The piece in question is 1,777 words.
The piece opens up with:
"Here's a thought experiment: Close your eyes and imagine the font you'd use to depict the word "Chinese.'"
There's a good chance you pictured letters made from the swingy, wedge-shaped strokes you've seen on restaurant signs, menus, take-away boxes and kung-fu movie posters. These "chop suey fonts," as American historian Paul Shaw calls them, have been a typographical shortcut for "Asianness" for decades.
There's more where that came from. The piece is peppered throughout with leading language. For instance:
It's hard not to cringe at the Chinese stereotypes bundled up with each font package -- especially when seen through the lens of today's heightened vigilance toward discrimination and systemic racism. Critics believe that using chop suey typefaces is downright racist, particularly when deployed by non-Asian creators.White politicians, meanwhile, have been using chop suey fonts to stoke xenophobia for over a century. In her book, "This is What Democracy Looked Like: A Visual History of the Printed Ballot," Cooper Union professor Alicia Cheng draws attention to the "chopsticks font," as she calls it, used by San Francisco politician Dr. C. C. O'Donnell on a 1876 ballot, as he vowed to deport all Chinese immigrants if he was elected into office.
The piece also includes historical context and statements from experts and "the many companies" who have been accused of and "criticized for using culturally appropriative fonts in the last two decades." Those referenced and full of repentance include Fresh Direct and Abercrombie & Fitch.
Speaking of historical context, Quito writes "It's worth noting that, in 1930s America, some Chinese immigrants themselves used chop suey fonts on their restaurant signs, menus, and advertisements, as a way to heighten the exotic appeal of their establishments."

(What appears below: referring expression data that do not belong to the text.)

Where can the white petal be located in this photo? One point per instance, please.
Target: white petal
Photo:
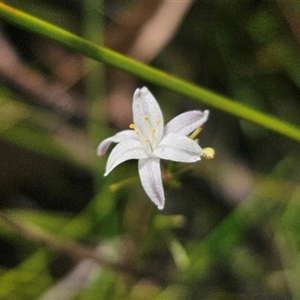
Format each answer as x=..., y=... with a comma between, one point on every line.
x=117, y=138
x=125, y=150
x=150, y=174
x=145, y=105
x=186, y=122
x=178, y=147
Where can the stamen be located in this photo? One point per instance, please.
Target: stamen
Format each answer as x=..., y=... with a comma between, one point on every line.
x=208, y=153
x=195, y=133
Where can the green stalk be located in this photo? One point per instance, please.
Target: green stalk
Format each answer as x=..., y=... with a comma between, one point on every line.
x=145, y=72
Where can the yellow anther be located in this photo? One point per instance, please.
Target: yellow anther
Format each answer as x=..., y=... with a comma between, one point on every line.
x=195, y=133
x=208, y=153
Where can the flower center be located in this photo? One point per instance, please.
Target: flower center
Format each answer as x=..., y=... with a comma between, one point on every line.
x=149, y=137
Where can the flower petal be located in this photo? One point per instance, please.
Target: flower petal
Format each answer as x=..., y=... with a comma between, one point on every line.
x=117, y=138
x=186, y=122
x=147, y=114
x=178, y=147
x=150, y=174
x=125, y=150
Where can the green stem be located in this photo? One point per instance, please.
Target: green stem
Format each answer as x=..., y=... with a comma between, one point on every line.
x=145, y=72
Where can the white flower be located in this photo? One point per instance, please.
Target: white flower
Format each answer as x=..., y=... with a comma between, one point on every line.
x=149, y=141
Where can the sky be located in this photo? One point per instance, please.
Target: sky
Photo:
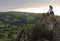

An offered take of whether or not the font itself is racist is included in the piece, but buried within the piece:
For Yong Chen, a historian at the University of California, Irvine, it is not the font, per se, that's the issue -- but how it's used. His 2014 book "Chop Suey, USA: The Story of Chinese Food in America," even features the typeface on its cover. "The font issue never came up during discussions of the cover design," Yong said in an email. Problems only arise, he said, when the font is deliberately used to "depict Chinese Americans and Chinese food as the Oriental other."Chris Wu, a scholar of Chinese typography and co-founder of the New York-based design studio Wkshps, echoed Young's tempered view. "I am not offended by those typefaces, rather intrigued by them," he explained in an email. "I am glad to see the discussions and criticism about the ethnic fonts today -- it reflects a much well-informed visual culture and the sensibilities to respect minorities. However, I'd be careful about over simplifying the stories and the sentiment of embracing authenticity."
Other pieces included in the "Hyphenated" section contain "Cultural stories exploring the complex issue of identity among minorities in the United States, beginning with a focus on Asian Americans."